The Trump administration will likely rescind the executive orders and legal interpretations Pres. Obama has used to redefine laws against “gender discrimination” to mean “LGBT discrimination” too, and we will have a much better Supreme Court.
Let’s Stop Bringing Knives to Gunfights
But to gain actual conscience protections for our jobs, our businesses, our charities and ministries, and our Christian (and other faith-based) schools, is going to require legislative action in many cases, both federally and at the state level.
What if the board of the Chamber of Commerce found protestors outside of their homes?
What must we do to build an effective force to fight for religious liberty? I see three huge unmet needs. We need to:
- Get politically organized. Except for the pro-life movement, we have few superPACs, PACS or other vehicles that would allow us to directly intervene in politics to reward our friends and allies and to un-elect our opponents. Instead Christians overwhelmingly rely on 501(c)3 strategies, such as voter guides and pastor organizing. As North Carolina shows, that is simply not enough: No influx of money rushed to defend McCrory. We need to be able to act to defend our heroes if we want to pass new protections for traditional believers.
- Build new channels of communications to soft Democrats and independents to get around the mainstream media roadblock. We know that North Carolinians were misinformed by the media about what HB2 did. Polls that asked whether voters supported HB2 directly found that the majority oppose the law. But when asked whether they support what HBS did, polls showed a majority of North Carolinians support its common sense aims. Even Fox News only sporadically covers these “controversial” issues perhaps in part because of pressure from advertisers. This means essentially that the Left decides whether any bill, however innocuous or reasonable, represents “antigay hatred.” We must find a way around the media roadblock. Big data now allows us to identify soft Democrat and independent voters and send video to their cellphones and Facebook pages at ten cents a hit or less. A C3 virtual network in key swing states is a possibility worth pursuing. Fashion, cooking or home design websites run by conservatives might be another strategy, with outreach to soft Dems and independents built into the advertising strategy.
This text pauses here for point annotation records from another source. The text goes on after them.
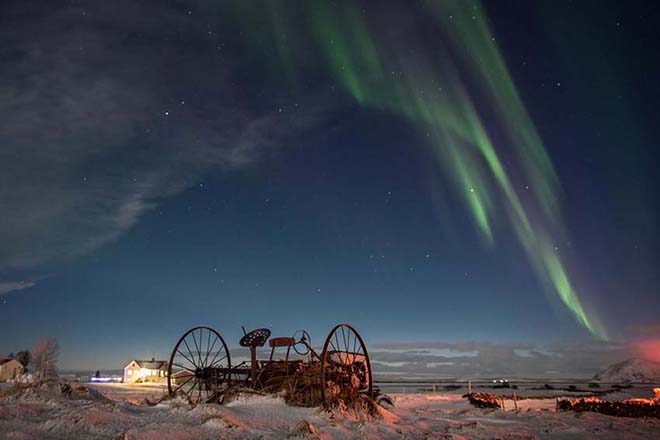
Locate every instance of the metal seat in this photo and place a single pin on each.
(283, 341)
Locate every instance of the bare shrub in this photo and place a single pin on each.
(44, 359)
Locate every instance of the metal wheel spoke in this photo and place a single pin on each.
(185, 356)
(197, 347)
(191, 353)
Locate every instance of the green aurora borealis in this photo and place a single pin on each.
(455, 99)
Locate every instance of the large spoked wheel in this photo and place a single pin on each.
(196, 366)
(345, 366)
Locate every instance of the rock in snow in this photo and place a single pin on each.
(632, 370)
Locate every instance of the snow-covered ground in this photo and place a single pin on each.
(86, 414)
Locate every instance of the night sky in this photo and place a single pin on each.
(429, 171)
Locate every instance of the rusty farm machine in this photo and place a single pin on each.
(200, 368)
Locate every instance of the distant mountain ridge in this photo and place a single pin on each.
(631, 370)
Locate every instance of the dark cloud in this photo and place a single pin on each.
(485, 360)
(107, 110)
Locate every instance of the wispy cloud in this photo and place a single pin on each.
(15, 285)
(97, 129)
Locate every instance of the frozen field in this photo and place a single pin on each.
(120, 412)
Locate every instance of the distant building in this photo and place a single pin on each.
(10, 369)
(145, 371)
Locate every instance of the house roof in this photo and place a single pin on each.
(151, 364)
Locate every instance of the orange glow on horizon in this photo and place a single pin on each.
(648, 349)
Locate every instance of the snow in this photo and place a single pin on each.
(87, 414)
(633, 370)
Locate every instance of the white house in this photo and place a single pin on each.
(10, 369)
(145, 371)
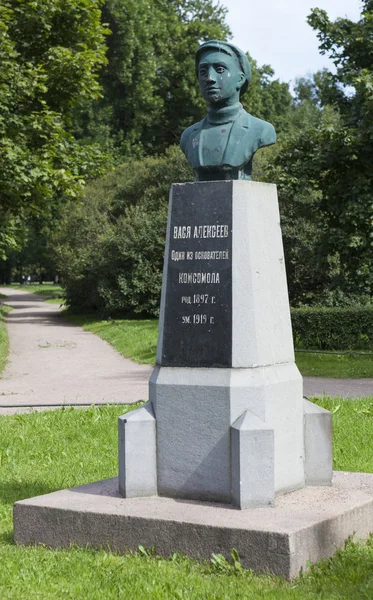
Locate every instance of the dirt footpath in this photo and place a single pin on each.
(54, 362)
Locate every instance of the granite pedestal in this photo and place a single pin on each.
(230, 424)
(306, 525)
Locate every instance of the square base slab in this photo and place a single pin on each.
(305, 525)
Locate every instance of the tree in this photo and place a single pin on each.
(150, 92)
(333, 154)
(50, 55)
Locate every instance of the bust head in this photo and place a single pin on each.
(223, 72)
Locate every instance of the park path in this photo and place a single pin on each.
(53, 362)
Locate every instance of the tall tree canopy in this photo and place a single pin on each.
(150, 91)
(50, 55)
(329, 161)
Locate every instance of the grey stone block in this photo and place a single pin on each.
(318, 445)
(303, 526)
(137, 453)
(253, 462)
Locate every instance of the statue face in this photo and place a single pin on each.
(220, 78)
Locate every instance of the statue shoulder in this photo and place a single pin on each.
(264, 131)
(187, 133)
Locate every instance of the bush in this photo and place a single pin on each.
(333, 328)
(110, 247)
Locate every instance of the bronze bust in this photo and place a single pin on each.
(223, 144)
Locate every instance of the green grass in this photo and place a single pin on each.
(4, 342)
(42, 452)
(135, 339)
(334, 365)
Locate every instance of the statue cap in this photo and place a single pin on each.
(227, 48)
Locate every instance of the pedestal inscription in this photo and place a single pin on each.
(198, 314)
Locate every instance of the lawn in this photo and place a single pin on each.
(351, 366)
(42, 452)
(137, 339)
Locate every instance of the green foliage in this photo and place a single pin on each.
(150, 91)
(110, 248)
(50, 54)
(333, 328)
(268, 98)
(351, 365)
(327, 163)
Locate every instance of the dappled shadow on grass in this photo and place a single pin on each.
(7, 538)
(13, 491)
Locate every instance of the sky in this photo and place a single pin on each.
(275, 32)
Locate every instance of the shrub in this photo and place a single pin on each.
(110, 248)
(333, 328)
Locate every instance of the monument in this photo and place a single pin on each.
(205, 464)
(226, 420)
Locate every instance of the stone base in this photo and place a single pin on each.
(303, 526)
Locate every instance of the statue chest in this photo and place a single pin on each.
(213, 144)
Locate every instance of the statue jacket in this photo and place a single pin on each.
(247, 134)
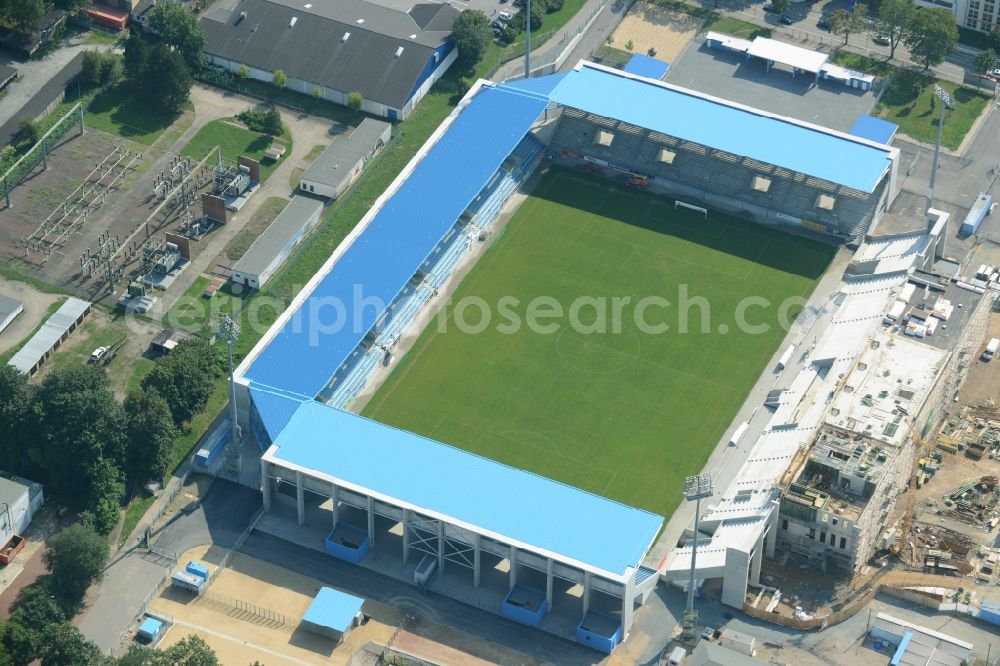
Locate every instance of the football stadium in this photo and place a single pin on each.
(548, 320)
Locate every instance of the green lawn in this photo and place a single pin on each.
(874, 66)
(121, 112)
(235, 141)
(628, 413)
(909, 102)
(736, 28)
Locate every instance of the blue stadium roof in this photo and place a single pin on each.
(874, 129)
(334, 609)
(651, 68)
(512, 503)
(689, 116)
(311, 346)
(275, 407)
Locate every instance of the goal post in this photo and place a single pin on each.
(698, 209)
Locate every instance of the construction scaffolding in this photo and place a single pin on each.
(72, 213)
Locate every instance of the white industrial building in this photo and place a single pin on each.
(341, 163)
(823, 411)
(272, 247)
(20, 499)
(9, 310)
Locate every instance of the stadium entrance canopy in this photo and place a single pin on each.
(799, 59)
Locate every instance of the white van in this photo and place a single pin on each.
(991, 349)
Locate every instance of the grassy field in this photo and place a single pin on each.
(623, 414)
(235, 141)
(910, 103)
(121, 112)
(736, 28)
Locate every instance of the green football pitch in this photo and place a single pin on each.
(622, 411)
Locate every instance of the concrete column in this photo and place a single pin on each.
(440, 547)
(628, 603)
(513, 567)
(406, 534)
(371, 523)
(476, 559)
(334, 503)
(265, 484)
(300, 498)
(548, 582)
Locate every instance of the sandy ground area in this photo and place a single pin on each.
(239, 636)
(664, 30)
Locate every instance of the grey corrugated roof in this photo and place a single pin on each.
(377, 18)
(314, 50)
(335, 163)
(288, 223)
(8, 305)
(51, 331)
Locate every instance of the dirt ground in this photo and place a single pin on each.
(241, 637)
(983, 381)
(36, 306)
(664, 30)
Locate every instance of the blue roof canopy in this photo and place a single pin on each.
(510, 502)
(689, 116)
(334, 609)
(332, 321)
(651, 68)
(874, 129)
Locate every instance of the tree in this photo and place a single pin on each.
(894, 18)
(136, 59)
(64, 645)
(76, 557)
(931, 36)
(27, 133)
(173, 84)
(149, 434)
(179, 28)
(78, 422)
(23, 15)
(18, 643)
(986, 61)
(15, 411)
(780, 6)
(185, 378)
(846, 23)
(104, 498)
(471, 34)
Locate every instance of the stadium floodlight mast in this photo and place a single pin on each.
(229, 331)
(946, 103)
(527, 40)
(696, 488)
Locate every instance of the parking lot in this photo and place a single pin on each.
(724, 74)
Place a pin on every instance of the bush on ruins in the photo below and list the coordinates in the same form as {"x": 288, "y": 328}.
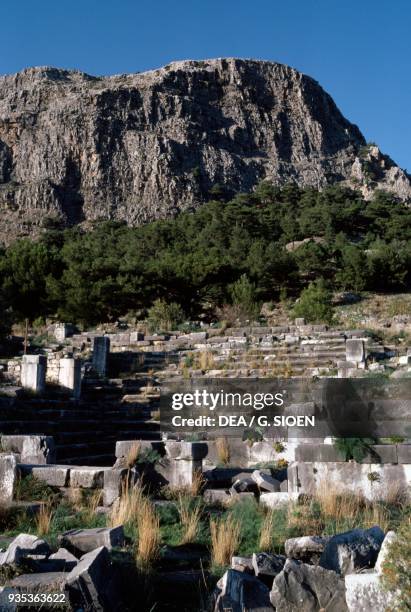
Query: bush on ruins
{"x": 195, "y": 259}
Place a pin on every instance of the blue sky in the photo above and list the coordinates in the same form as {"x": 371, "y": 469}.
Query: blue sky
{"x": 359, "y": 50}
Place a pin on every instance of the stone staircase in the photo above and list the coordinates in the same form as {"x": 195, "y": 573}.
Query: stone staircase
{"x": 125, "y": 406}
{"x": 85, "y": 432}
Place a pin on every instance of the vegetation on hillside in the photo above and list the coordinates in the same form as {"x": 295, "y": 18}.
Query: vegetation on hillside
{"x": 229, "y": 251}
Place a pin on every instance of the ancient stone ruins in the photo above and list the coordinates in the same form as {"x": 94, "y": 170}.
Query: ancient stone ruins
{"x": 76, "y": 411}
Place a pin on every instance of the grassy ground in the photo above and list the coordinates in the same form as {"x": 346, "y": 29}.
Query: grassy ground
{"x": 186, "y": 523}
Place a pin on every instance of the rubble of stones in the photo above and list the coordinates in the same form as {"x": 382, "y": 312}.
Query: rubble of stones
{"x": 296, "y": 350}
{"x": 339, "y": 573}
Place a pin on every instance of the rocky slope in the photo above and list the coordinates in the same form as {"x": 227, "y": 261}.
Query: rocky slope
{"x": 143, "y": 146}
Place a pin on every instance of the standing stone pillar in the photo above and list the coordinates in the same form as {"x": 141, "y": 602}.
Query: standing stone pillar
{"x": 70, "y": 375}
{"x": 33, "y": 373}
{"x": 355, "y": 351}
{"x": 101, "y": 350}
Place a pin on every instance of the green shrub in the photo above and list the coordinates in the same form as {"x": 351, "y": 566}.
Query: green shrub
{"x": 353, "y": 448}
{"x": 163, "y": 316}
{"x": 314, "y": 304}
{"x": 243, "y": 294}
{"x": 396, "y": 569}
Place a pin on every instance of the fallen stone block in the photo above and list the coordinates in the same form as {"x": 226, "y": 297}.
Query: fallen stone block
{"x": 239, "y": 497}
{"x": 384, "y": 550}
{"x": 244, "y": 485}
{"x": 8, "y": 472}
{"x": 284, "y": 486}
{"x": 267, "y": 565}
{"x": 33, "y": 449}
{"x": 306, "y": 548}
{"x": 86, "y": 584}
{"x": 52, "y": 475}
{"x": 365, "y": 592}
{"x": 242, "y": 564}
{"x": 404, "y": 453}
{"x": 307, "y": 587}
{"x": 114, "y": 480}
{"x": 24, "y": 545}
{"x": 278, "y": 499}
{"x": 5, "y": 604}
{"x": 216, "y": 496}
{"x": 41, "y": 582}
{"x": 266, "y": 482}
{"x": 240, "y": 591}
{"x": 354, "y": 550}
{"x": 355, "y": 350}
{"x": 87, "y": 477}
{"x": 63, "y": 560}
{"x": 80, "y": 541}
- Raise the cost to corporations for opposing religious liberty protections. The Chamber of Commerce and the NCAA should not be getting involved in social issues outside their own core interests. Punishing states that pass laws they disapprove of is bad behavior for corporations. We need a strategy to exact some kind of cost when corporations act like this. Boycotts don’t work. But what if the board of the Chamber of Commerce found protestors outside of their homes ? What if Trump or Paul Ryan picked up the phone and asked them to lay off their attacks on the core of the GOP if they want the cooperation of the GOP? These and other innovative strategies are necessary. We don’t want the Chamber of Commerce to endorse religious liberty bills. We want them to stay out of the issue as they do on life and stick to their business agenda.
Pat McCrory is an honorable, competent man who faced an avalanche of hatred for standing up for the rights of girls and parents in North Carolina against Pres. Obama’s lawless pressure. Personally, I hope he is rewarded by Trump and the movement for his courage under fire. Politically, his defeat must focus attention on what people of faith need to do to protect our rights.